Confining Membranes and Dimensional Reduction

TL;DR

This paper explores a dual theory of confining membranes and demonstrates how, under certain limits, the system reduces to a 2D sine-Gordon model, revealing insights into phase transitions and dimensional reduction in gauge theories.

Contribution

It constructs a generalized confining membrane theory and analyzes its dimensional reduction to a 2D integrable model, connecting 4D Coulomb gases with 2D sine-Gordon theory.

Findings

Dimensional reduction occurs in the strong coupling limit.

The reduced model is described by the 2D sine-Gordon theory.

Phase transition is of the Berezinskii-Kosterlitz-Thouless type.

Abstract

The dual theory describing the 4D Coulomb gas of point-like magnetically charged objects, which confines closed electric strings, is considered. The respective generalization of the theory of confining strings to confining membranes is further constructed. The same is done for the analogous SU(3)-inspired model. We then consider a combined model which confines both electric charges and closed strings.
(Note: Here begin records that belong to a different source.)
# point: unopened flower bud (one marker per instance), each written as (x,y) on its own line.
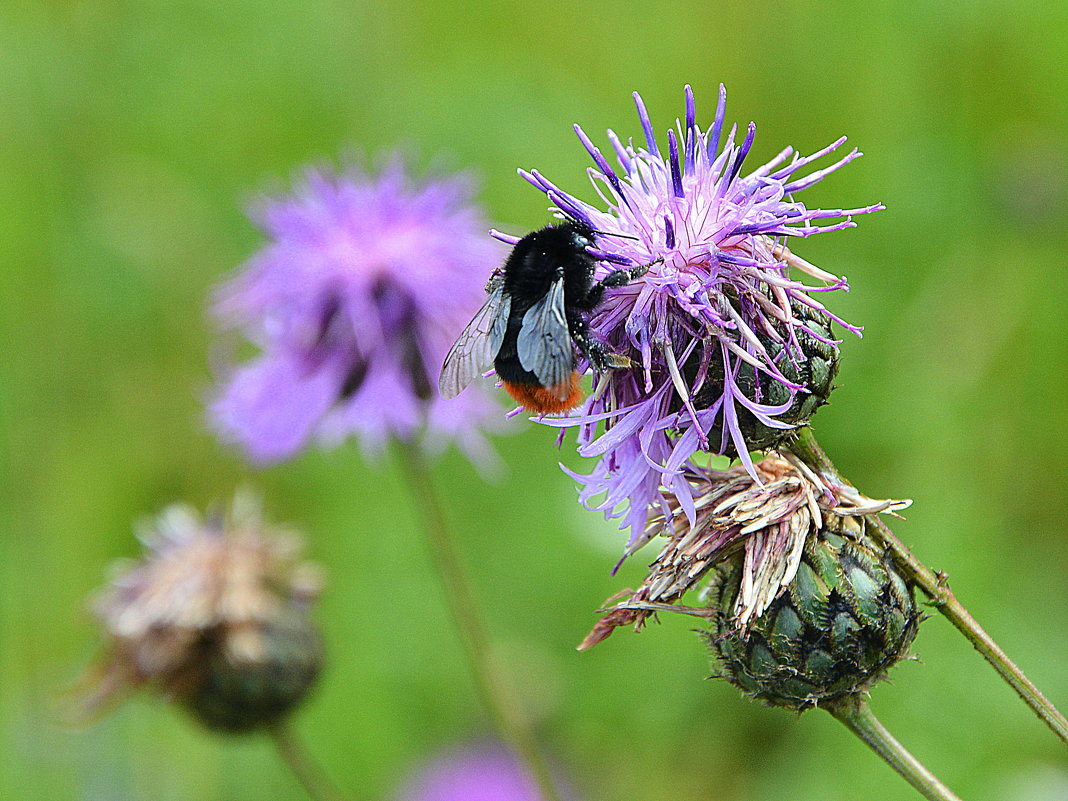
(215,617)
(844,621)
(813,365)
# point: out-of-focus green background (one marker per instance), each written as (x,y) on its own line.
(131,134)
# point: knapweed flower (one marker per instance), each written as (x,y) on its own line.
(216,617)
(764,523)
(480,772)
(732,349)
(354,301)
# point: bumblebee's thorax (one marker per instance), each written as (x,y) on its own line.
(539,256)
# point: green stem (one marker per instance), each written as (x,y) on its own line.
(857,715)
(497,692)
(936,586)
(308,772)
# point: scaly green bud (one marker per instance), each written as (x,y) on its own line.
(816,372)
(842,623)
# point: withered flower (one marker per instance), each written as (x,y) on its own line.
(764,521)
(216,616)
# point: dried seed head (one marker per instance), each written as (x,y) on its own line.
(216,617)
(845,619)
(767,523)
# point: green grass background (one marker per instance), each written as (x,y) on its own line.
(132,132)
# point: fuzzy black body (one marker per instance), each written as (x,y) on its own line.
(538,260)
(536,314)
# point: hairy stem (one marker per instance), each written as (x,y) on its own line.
(308,772)
(496,690)
(856,713)
(936,586)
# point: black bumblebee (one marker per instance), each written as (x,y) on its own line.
(536,314)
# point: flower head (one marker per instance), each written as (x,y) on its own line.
(216,616)
(723,328)
(354,301)
(481,772)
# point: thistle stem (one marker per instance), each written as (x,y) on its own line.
(857,715)
(294,753)
(498,694)
(936,586)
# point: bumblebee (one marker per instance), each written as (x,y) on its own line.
(536,315)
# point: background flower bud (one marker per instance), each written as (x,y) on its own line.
(215,617)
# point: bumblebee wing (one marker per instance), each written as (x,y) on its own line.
(476,347)
(545,343)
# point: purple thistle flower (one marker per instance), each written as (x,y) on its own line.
(354,301)
(486,772)
(718,327)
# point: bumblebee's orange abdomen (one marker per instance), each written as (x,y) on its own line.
(546,399)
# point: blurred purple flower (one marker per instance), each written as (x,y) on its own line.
(354,302)
(701,323)
(483,772)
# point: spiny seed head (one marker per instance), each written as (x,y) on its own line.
(215,617)
(764,521)
(844,621)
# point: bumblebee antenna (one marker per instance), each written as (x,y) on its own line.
(609,233)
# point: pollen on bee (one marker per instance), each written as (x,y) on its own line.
(546,399)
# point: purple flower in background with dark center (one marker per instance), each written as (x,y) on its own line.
(731,346)
(354,302)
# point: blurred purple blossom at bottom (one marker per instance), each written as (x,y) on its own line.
(481,771)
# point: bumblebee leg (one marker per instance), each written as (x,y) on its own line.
(600,357)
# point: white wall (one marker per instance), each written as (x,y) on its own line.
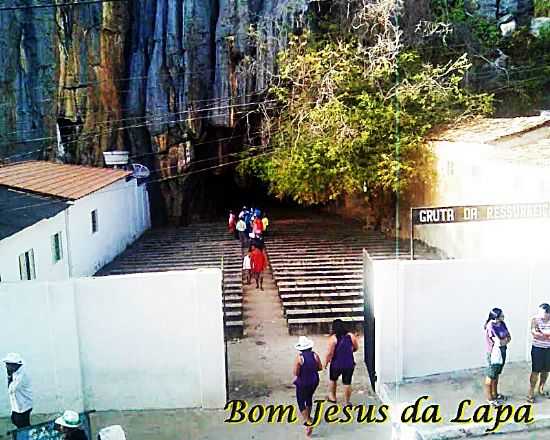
(39,238)
(472,174)
(123,215)
(149,341)
(430,314)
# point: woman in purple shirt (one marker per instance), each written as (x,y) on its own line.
(341,346)
(496,332)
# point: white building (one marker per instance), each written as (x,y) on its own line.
(61,221)
(491,162)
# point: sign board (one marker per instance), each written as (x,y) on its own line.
(476,213)
(46,431)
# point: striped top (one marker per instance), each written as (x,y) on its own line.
(544,327)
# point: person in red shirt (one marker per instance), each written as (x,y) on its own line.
(258,262)
(258,226)
(231,223)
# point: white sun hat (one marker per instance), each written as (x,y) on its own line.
(13,358)
(70,419)
(114,432)
(304,343)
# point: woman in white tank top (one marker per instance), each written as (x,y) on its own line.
(540,352)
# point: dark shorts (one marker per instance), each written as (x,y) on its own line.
(21,420)
(494,370)
(540,358)
(347,374)
(304,395)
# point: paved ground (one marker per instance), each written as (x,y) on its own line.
(448,390)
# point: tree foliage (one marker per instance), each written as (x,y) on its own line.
(356,112)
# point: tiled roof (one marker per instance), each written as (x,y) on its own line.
(21,210)
(70,182)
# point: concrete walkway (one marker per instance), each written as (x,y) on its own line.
(448,390)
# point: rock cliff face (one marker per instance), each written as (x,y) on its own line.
(497,8)
(165,79)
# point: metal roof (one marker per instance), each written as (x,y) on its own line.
(20,210)
(70,182)
(491,130)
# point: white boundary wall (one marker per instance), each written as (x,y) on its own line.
(430,314)
(147,341)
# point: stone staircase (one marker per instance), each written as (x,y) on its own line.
(317,265)
(187,248)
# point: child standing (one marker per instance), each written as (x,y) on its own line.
(247,266)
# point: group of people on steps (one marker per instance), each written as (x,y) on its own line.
(339,360)
(250,228)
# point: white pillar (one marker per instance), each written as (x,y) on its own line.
(212,344)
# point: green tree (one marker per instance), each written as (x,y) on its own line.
(355,118)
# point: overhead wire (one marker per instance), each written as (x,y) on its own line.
(57,5)
(153,121)
(177,176)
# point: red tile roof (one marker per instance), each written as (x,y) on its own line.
(66,181)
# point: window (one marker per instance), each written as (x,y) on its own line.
(95,226)
(26,265)
(450,168)
(57,248)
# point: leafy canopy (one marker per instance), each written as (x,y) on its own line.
(351,123)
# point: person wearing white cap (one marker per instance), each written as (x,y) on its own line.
(69,425)
(114,432)
(19,390)
(306,367)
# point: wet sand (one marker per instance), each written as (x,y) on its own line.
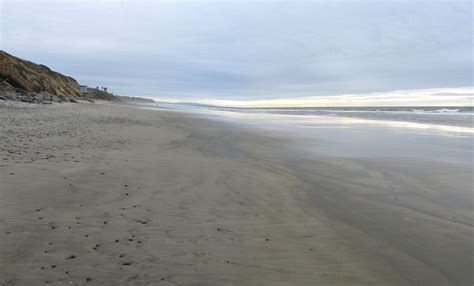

Such a model is nothing, but the mixture of the above-mentioned Coulomb gas with the condensate of the dual Higgs field, described by the dual Abelian Higgs model. It is demonstrated that in a certain limit of this dual Abelian Higgs model, the system under study undergoes naively the dimensional reduction and becomes described by the (completely integrable) 2D sine-Gordon theory. In particular, owing to this fact, the phase transition in such a model must be of the Berezinskii-Kosterlitz-Thouless type, and the respective critical temperature is expressed in terms of the parameters of the dual Abelian Higgs model. However, it is finally discussed that the dimensional reduction is rigorously valid only in the strong coupling limit of the original 4D Coulomb gas. In such a limit, this reduction transforms the combined model to the 2D free bosonic theory.